L'ossessione di costruire dal basso: nessuno vuole più spazzare la palla

In discussione non c’è lo schema in sé, ma la moda di applicarlo in ogni situazione. Il giocatore che riceve palla al centro è esposto al pressing e all’errore
L'ossessione di costruire dal basso: nessuno vuole più spazzare la palla
Alberto Polverosi
4 min

Italia-Venezuela offre lo spunto ideale per soffermarci su un argomento assai dibattuto in questi ultimi anni: la costruzione dal basso.

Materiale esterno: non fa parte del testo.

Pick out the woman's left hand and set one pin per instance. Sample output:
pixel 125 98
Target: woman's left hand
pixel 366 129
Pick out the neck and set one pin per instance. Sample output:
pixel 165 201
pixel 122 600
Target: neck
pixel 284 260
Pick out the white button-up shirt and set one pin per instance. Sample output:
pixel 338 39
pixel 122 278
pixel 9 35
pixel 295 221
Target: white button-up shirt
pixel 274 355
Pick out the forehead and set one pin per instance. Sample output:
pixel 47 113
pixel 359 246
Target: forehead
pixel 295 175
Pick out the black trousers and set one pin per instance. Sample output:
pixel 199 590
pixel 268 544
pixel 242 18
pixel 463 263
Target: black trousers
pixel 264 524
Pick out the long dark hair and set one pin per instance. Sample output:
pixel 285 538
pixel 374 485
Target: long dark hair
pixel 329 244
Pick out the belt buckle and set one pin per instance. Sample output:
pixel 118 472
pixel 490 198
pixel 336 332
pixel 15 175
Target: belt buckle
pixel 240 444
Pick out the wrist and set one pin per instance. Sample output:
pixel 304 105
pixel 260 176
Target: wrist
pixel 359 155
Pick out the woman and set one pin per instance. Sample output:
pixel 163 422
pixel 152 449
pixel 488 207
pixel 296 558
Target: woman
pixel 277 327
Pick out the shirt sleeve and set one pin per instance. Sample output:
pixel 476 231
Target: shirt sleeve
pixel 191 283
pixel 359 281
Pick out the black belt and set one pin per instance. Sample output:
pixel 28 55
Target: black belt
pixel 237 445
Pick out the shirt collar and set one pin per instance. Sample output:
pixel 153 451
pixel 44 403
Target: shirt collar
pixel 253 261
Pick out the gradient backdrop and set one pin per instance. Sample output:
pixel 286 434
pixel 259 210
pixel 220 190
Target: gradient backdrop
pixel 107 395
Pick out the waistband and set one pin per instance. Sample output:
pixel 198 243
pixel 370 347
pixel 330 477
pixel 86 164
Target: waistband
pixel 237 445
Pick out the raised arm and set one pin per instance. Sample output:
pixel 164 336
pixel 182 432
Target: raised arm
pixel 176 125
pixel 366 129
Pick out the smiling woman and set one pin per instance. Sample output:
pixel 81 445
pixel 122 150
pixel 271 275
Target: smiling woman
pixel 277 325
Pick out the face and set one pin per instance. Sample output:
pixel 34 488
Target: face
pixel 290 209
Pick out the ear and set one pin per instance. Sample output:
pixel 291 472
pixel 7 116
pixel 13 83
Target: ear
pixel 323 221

Nell’amichevole di Miami un rigore e due gol (su tre) sono arrivati con errori nati su un’azione che comincia dal portiere e cerca, senza trovarlo, lo spazio per trasformarsi in pericolo. Il pericolo c’è, come si è visto, e si è pure materializzato, ma per chi parte da dietro. Qui non è in discussione lo schema in sé e per sé, qui è in discussione la sua forzatura, la necessità (per apparire al passo coi tempi?) di cominciare a tutti i costi dal basso. Lo scambiano per calcio moderno, in realtà questo è un calcio che non ha senso. Se il portiere lancia lungo (come fa Milinkovic nel Torino di Juric, ma anche Ederson nel Manchester City di Guardiola...), sei un allenatore vecchio, bollito. Sei un allenatore che non allena. Già, Guardiola non allena.

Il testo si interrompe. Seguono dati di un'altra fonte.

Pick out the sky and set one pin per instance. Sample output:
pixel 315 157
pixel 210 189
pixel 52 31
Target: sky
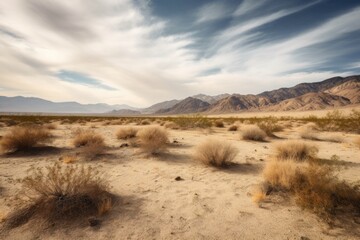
pixel 140 52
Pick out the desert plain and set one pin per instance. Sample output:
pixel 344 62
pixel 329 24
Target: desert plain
pixel 168 194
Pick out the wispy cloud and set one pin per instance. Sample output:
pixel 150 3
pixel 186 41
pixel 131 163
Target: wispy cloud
pixel 118 51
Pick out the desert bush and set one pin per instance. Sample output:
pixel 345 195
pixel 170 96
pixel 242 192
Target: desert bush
pixel 295 150
pixel 86 138
pixel 126 133
pixel 315 187
pixel 253 132
pixel 25 138
pixel 219 123
pixel 171 125
pixel 357 141
pixel 61 194
pixel 194 121
pixel 233 128
pixel 153 139
pixel 91 143
pixel 215 153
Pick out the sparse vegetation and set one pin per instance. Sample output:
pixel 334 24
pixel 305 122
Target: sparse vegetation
pixel 314 187
pixel 270 126
pixel 62 194
pixel 126 133
pixel 295 150
pixel 253 133
pixel 219 123
pixel 92 143
pixel 25 138
pixel 215 153
pixel 233 128
pixel 153 139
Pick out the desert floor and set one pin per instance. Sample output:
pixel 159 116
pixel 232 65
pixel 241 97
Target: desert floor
pixel 208 203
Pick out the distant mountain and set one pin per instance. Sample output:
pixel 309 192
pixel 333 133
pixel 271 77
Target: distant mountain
pixel 333 92
pixel 211 99
pixel 162 105
pixel 349 90
pixel 188 105
pixel 310 101
pixel 30 104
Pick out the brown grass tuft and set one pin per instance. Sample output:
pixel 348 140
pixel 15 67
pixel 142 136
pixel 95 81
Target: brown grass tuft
pixel 86 138
pixel 215 153
pixel 24 138
pixel 233 128
pixel 219 123
pixel 62 194
pixel 153 139
pixel 295 150
pixel 357 141
pixel 314 187
pixel 253 133
pixel 126 133
pixel 92 143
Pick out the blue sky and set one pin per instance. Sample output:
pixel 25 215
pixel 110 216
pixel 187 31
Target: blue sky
pixel 141 52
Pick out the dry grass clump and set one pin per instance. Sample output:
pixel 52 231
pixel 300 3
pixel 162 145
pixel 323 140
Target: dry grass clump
pixel 357 142
pixel 171 125
pixel 295 150
pixel 69 159
pixel 24 138
pixel 219 124
pixel 126 133
pixel 309 132
pixel 153 139
pixel 233 128
pixel 145 122
pixel 86 138
pixel 215 153
pixel 253 133
pixel 270 127
pixel 92 143
pixel 61 194
pixel 314 187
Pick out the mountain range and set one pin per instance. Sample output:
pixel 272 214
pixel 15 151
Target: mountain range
pixel 330 93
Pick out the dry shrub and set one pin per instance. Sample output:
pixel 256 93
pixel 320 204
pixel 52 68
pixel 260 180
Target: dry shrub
pixel 253 133
pixel 233 128
pixel 61 194
pixel 357 142
pixel 333 137
pixel 126 133
pixel 215 153
pixel 219 123
pixel 295 150
pixel 314 187
pixel 145 122
pixel 309 132
pixel 153 139
pixel 171 125
pixel 270 127
pixel 92 143
pixel 68 159
pixel 50 126
pixel 86 138
pixel 25 138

L'ossessione di costruire dal basso

Si può cominciare dal basso? Certo che si può. Si deve cominciare dal basso? No, non si deve, non è obbligatorio. Eppure guardi in giro e ne trovi poche di squadre che alternano l’azione da dietro col lancio lungo. Brutta definizione, il lancio lungo. Sa davvero di calcio anni Settanta, di Zoff che rinvia alto a campanile. Nella costruzione da dietro c’è un movimento che personalmente ci terrorizza, è il passaggio del portiere al giocatore che viene incontro centralmente alla palla, giocatore che alle spalle ha sempre il suo marcatore (perché ormai tutti vanno in pressing su chi raccoglie quel pallone), lo sente ma non lo vede avendo la faccia rivolta al proprio portiere, non sa dove può essere contrastato, avverte nemmeno il pericolo ma non se ne preoccupa, nonostante sia così esposto. A quel punto basta un errore, che in un’altra zona del campo avrebbe poche conseguenze, e sei finito. È l’azione che ha portato il Venezuela al pareggio, passaggio di Donnarumma a Bonaventura che stava correndo verso la propria area, pressione di Martinez, Bonaventura ha sbagliato il passaggio indietro, consegnato palla a Machis e gol. Sia il portiere parigino che il centrocampista fiorentino avevano la possibilità di spazzare via la palla, ma niente, ormai è un movimento che hanno in testa come un codice. Ce ne sono decine di esempi simili. La Lazio ha preso un gol quasi identico a Bologna e se qualcuno è interessato vada a rivedere il 2-0 del Como contro il Pisa di sabato scorso. Lì siamo alle comiche. Rinvio corto e rasoterra del portiere Loria a Marin che, al limite della propria area, gli restituisce il pallone, solo che, su pressione di Bellemo, manda la palla a sbattere sul palo mentre Loria disperato cerca di rincorrerla, e lo stesso Bellemo comodamente l’appoggia in rete. Tutto questo non significa che l’azione da dietro non debba mai iniziare. Sarebbe stupido solo pensarlo. Devi avere un portiere che con i piedi vale quanto un centrocampista, tipo il vecchio Pepe Reina o Maignan (Donnarumma no, la sua forza è fra i pali), e un “ricevente” che abbia la sensibilità tecnica di Pirlo (qui si chiede troppo, lo sappiamo). Non è invece stupido pensare che ci sono momenti e momenti, situazioni e situazioni, una diversa dall’altra e gli allenatori e i loro giocatori devono saperli interpretare. Il calcio insegna che le mode non portano a niente.